Wir hören kurz, wie die Nationalhymne erklingt, dann geht ­alles ganz schnell. Das Schiff setzt sich in Bewegung, die Leute zücken ihre Handys. Ein paar Menschen winken den Arbeitern zu, die oben an der Reling des Schiffs stehen, ein paar winken zurück. Weil alle ihre Handys hochhalten und filmen, applaudiert niemand. Lautlos rutscht das Schiff ins Hafenbecken. Wir sind zufrieden, weil wir alle das komplette Schiff und die Menschenmenge in der knappen Zeit festgehalten haben, Dominika und Julia sogar in Farbe. Die mache ich erst später in unserem Appartement drauf.

Dominika Wróblewska, Künstlername Domee (sprich Domie), ist Autorin, Reportageillustratorin und Höhlenforscherin. Ihre besondere Fähigkeit ist es, Alltagssituationen festzuhalten, präziser: Alltagssituationen in Bewegung. Dominika versucht wirklich, echtes Leben festzuhalten. Uns drei verbindet, dass wir zufällig alle im selben Stil zeichnen, den ich »Comic-Realismus« nennen würde.

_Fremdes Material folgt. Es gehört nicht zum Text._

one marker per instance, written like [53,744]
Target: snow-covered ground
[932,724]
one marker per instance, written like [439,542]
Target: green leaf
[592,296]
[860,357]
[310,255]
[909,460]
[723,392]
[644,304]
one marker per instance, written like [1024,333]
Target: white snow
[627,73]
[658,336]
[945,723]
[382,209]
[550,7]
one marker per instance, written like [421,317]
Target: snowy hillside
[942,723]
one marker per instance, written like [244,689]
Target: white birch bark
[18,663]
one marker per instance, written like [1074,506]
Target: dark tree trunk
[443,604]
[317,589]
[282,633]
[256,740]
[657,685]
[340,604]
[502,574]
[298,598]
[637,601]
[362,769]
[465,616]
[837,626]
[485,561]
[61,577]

Einzelausstellung in einer Buchhandlung, illustrierter Spieltisch in einer Spielebar

Dominika bringt uns auch zu ihrer erst vor kurzem eröffneten ersten Einzelausstellung in einer Buchhandlung in Gdańsk. Gezeigt werden vergrößerte Reproduktionen ihrer Stadtansichten, Wimmelbilder und dialogreiche Miniaturen. In Schaukästen sind ihre Skizzenbücher ausgestellt. Auch ihre auf kleinen Plastikkärtchen angefertigten Höhlenskizzen sind zu sehen.

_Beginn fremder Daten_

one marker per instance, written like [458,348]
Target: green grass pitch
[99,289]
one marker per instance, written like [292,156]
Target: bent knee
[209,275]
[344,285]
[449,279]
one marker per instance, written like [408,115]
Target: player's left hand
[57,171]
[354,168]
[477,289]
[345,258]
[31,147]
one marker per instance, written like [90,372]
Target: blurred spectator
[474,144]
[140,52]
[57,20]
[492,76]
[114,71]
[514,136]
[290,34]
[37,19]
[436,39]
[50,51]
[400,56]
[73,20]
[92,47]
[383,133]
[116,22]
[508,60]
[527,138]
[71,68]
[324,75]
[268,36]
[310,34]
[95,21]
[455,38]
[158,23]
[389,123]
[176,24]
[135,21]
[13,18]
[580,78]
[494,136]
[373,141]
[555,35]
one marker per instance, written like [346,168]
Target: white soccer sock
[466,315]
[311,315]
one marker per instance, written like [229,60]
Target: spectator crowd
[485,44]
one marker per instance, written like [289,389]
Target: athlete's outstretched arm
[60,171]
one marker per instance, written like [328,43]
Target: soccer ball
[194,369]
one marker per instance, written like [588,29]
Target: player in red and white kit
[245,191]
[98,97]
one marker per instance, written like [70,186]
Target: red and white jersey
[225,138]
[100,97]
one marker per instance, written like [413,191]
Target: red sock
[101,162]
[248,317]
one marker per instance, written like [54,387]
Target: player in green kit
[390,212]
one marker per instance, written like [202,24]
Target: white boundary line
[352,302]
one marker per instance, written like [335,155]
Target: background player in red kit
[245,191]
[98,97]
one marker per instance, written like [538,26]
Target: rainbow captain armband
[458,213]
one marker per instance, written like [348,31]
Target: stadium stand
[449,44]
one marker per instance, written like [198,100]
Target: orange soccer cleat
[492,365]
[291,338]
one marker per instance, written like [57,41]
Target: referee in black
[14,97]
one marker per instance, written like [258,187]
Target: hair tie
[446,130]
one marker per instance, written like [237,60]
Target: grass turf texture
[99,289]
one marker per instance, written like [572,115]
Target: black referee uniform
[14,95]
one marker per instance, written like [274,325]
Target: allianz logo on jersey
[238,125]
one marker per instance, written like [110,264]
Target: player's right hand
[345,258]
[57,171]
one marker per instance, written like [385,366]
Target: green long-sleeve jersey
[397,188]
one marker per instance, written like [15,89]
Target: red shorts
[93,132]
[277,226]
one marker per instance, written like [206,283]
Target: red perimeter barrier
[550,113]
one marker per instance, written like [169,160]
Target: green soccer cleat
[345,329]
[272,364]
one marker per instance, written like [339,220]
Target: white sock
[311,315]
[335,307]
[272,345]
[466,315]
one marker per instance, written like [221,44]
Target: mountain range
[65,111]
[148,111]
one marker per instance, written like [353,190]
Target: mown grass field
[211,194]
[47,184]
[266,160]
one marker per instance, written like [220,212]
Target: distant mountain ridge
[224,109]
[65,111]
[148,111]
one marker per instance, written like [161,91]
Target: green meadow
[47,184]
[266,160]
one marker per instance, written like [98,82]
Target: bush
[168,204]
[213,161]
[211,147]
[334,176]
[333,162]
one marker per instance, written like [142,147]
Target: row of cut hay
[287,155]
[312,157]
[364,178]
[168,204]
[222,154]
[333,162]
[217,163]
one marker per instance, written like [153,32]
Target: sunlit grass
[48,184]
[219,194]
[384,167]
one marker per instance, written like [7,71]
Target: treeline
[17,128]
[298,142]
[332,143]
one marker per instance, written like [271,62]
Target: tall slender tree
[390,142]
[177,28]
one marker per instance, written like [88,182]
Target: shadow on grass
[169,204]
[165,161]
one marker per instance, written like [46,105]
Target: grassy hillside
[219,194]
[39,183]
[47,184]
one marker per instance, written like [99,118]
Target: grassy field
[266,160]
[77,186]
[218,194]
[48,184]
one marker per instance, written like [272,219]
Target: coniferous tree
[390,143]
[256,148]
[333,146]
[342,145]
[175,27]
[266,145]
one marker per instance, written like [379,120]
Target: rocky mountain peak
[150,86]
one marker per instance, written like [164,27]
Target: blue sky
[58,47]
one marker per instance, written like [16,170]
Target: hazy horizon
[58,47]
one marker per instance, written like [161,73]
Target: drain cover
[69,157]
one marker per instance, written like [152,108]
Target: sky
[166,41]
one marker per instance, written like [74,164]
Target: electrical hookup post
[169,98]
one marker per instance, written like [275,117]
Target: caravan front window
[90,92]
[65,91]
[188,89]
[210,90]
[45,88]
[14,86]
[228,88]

Am Abend gehen wir in die Bar »Graciarnia«, eine Spielebar, in der ein Spieltisch unlängst von Dominika mit Ereignissen aus der Bar illustriert wurde. Der Barmann Wolf gibt dort sein erstes Konzert mit seinen eigenen poetischen Lieder auf Polnisch und Englisch.

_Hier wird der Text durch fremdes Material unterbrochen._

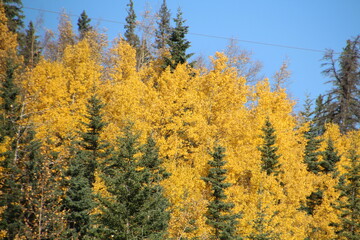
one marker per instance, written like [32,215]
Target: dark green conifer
[130,26]
[270,163]
[312,201]
[312,153]
[136,207]
[91,144]
[219,215]
[30,47]
[178,44]
[163,32]
[330,158]
[320,118]
[14,14]
[10,185]
[348,202]
[79,200]
[343,106]
[41,191]
[260,224]
[84,24]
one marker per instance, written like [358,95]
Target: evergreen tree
[163,32]
[330,158]
[14,14]
[130,26]
[42,191]
[30,47]
[178,44]
[348,203]
[219,215]
[312,152]
[136,207]
[320,117]
[10,186]
[312,201]
[260,224]
[343,107]
[269,158]
[90,143]
[79,200]
[83,24]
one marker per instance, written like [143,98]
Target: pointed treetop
[269,157]
[84,24]
[178,44]
[164,29]
[130,26]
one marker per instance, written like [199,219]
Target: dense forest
[132,140]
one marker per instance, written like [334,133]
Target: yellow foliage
[8,39]
[186,113]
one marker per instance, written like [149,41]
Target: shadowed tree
[219,216]
[178,44]
[84,24]
[343,105]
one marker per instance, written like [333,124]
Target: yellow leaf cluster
[187,112]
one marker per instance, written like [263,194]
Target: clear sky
[311,24]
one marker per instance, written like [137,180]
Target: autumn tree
[178,44]
[83,24]
[30,47]
[348,203]
[269,157]
[343,106]
[135,207]
[162,33]
[219,216]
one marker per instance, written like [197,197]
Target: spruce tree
[178,44]
[320,115]
[91,144]
[163,32]
[79,201]
[219,216]
[14,14]
[130,26]
[312,152]
[135,207]
[343,107]
[348,203]
[260,225]
[10,185]
[330,158]
[30,47]
[84,24]
[270,163]
[43,218]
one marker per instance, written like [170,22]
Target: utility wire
[202,35]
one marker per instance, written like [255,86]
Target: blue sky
[312,24]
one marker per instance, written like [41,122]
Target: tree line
[130,143]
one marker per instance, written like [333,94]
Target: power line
[202,35]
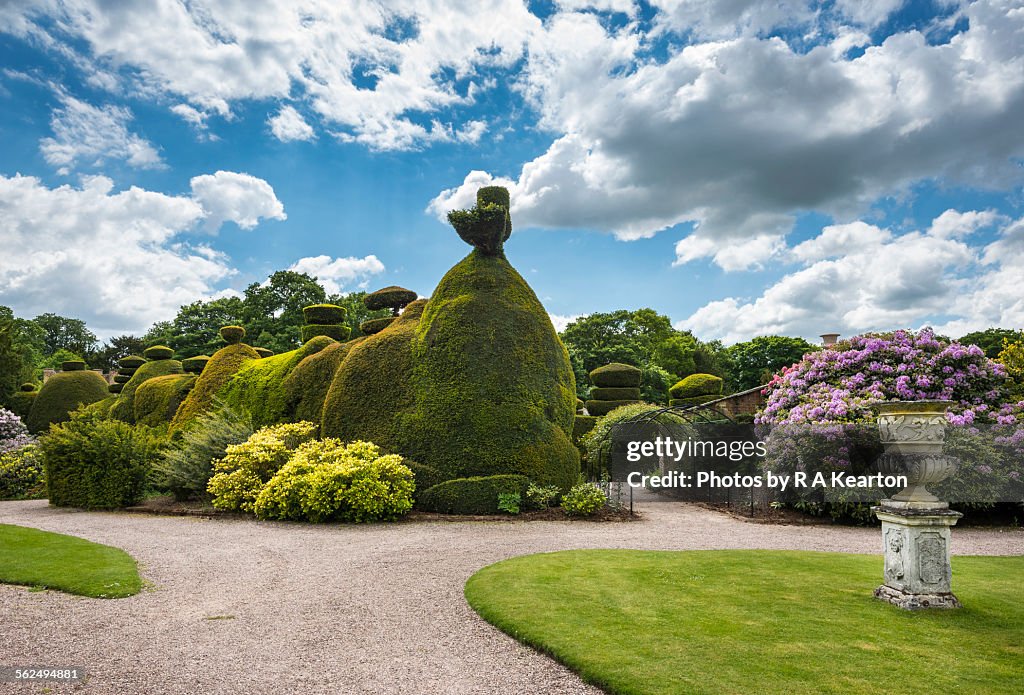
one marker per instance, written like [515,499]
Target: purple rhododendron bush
[819,417]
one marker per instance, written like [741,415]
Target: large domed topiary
[479,385]
[218,371]
[62,393]
[257,388]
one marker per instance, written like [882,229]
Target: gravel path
[258,607]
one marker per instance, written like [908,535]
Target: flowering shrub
[22,475]
[329,480]
[240,476]
[818,414]
[584,500]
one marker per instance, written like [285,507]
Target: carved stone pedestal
[918,573]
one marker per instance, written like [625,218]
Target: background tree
[754,362]
[60,333]
[991,340]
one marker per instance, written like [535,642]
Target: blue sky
[744,167]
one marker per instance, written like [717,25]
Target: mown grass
[36,558]
[756,621]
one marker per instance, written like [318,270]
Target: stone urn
[912,433]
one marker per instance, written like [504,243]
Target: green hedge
[195,364]
[158,399]
[125,407]
[258,387]
[97,464]
[219,370]
[389,298]
[375,326]
[602,407]
[697,385]
[692,400]
[156,352]
[307,385]
[62,393]
[615,375]
[325,313]
[471,495]
[614,393]
[338,332]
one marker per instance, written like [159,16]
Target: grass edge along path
[653,622]
[35,558]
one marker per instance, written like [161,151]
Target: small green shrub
[241,474]
[97,464]
[325,313]
[186,466]
[615,375]
[697,385]
[338,332]
[22,474]
[375,326]
[331,481]
[602,407]
[472,495]
[156,352]
[509,503]
[61,394]
[584,500]
[614,393]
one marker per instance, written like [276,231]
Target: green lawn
[756,621]
[36,558]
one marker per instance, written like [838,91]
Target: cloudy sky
[747,167]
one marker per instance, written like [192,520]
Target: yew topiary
[615,375]
[62,393]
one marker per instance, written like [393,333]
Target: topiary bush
[185,466]
[307,385]
[241,474]
[472,495]
[22,474]
[158,399]
[61,394]
[195,364]
[124,408]
[222,365]
[157,352]
[258,387]
[338,332]
[97,464]
[600,407]
[615,375]
[393,298]
[697,385]
[325,314]
[614,393]
[488,224]
[584,500]
[375,326]
[333,481]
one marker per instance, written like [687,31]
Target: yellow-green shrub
[240,476]
[329,480]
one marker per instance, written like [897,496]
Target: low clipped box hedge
[697,385]
[615,375]
[324,313]
[603,407]
[472,495]
[614,393]
[338,332]
[692,400]
[93,463]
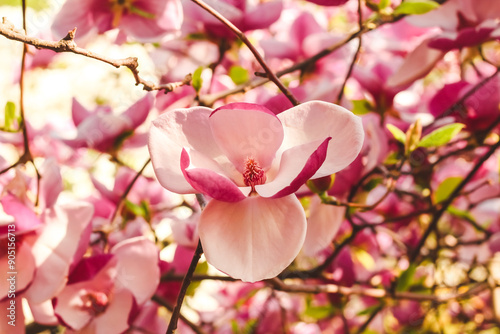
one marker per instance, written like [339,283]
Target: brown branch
[172,325]
[356,54]
[161,301]
[450,199]
[68,44]
[360,290]
[209,100]
[258,57]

Ich gehe Bier holen. Hinter der Bar ein kurzhaariger Metaller mit Mayhem-T-Shirt. Er eröffnet unsere Begegnung mit einem ausdruckslosen Kopfnicken: Willkommen in der Servicewüste. Weil ich vermute, dass Biermischgetränke hier nicht verbreitet sind, bestelle ich getrennt eine Sprite, ein Bier und ein zweites Glas. »Was für ein Bier?«, fragt der Barmann. »Egal. Ich will es mischen.« »Ach, du willst ein Radler machen!« »Ja, genau.«

»Don’t you know a Shandy! A Shandy?«

Jetzt hätte ein sachkundiger Barmensch angeboten, mir ein Radler zu machen, doch er stellt die Gläser einfach auf die Bar. Als ich mich daran mache, die Getränke zu mischen, sagt er: »Kannst du es bitte nicht verschütten.« Ich bin ein bisschen genervt. Er ist so unfreundlich und alles so unnötig kompliziert. Ich antworte: »Oh, würdest du es für mich mischen?«

Er nimmt die Gläser und mischt, als der britische Barbesitzer ihn sieht. »What? Is that your first Shandy?« sagt er mit breitestem britischen Akzent. Als der Mayhem-Mann ihn nur anguckt, legt er richtig los und macht sich über ihn lustig: »Have you never made a Shandy? Don’t you know a Shandy! A Shandy?«

Zufrieden gehe ich mit den Radlern wieder zu meinem Platz. Irgendwie fühlt es sich gut an, dass der Barmann vom Besitzer ein bisschen verarscht wurde. Warum war er auch so doof zu mir? Ich war total freundlich.

Ich war auch sehr freundlich zu den Kontrolleuren in der Tram am Dienstag. Und eigentlich hatte ich auch ein Ticket …  Trotzdem haben sie mich 50 Euro Strafe zahlen lassen. Aber das ist eine andere Geschichte. Jetzt geht es erst mal nach Sopot – ans Meer.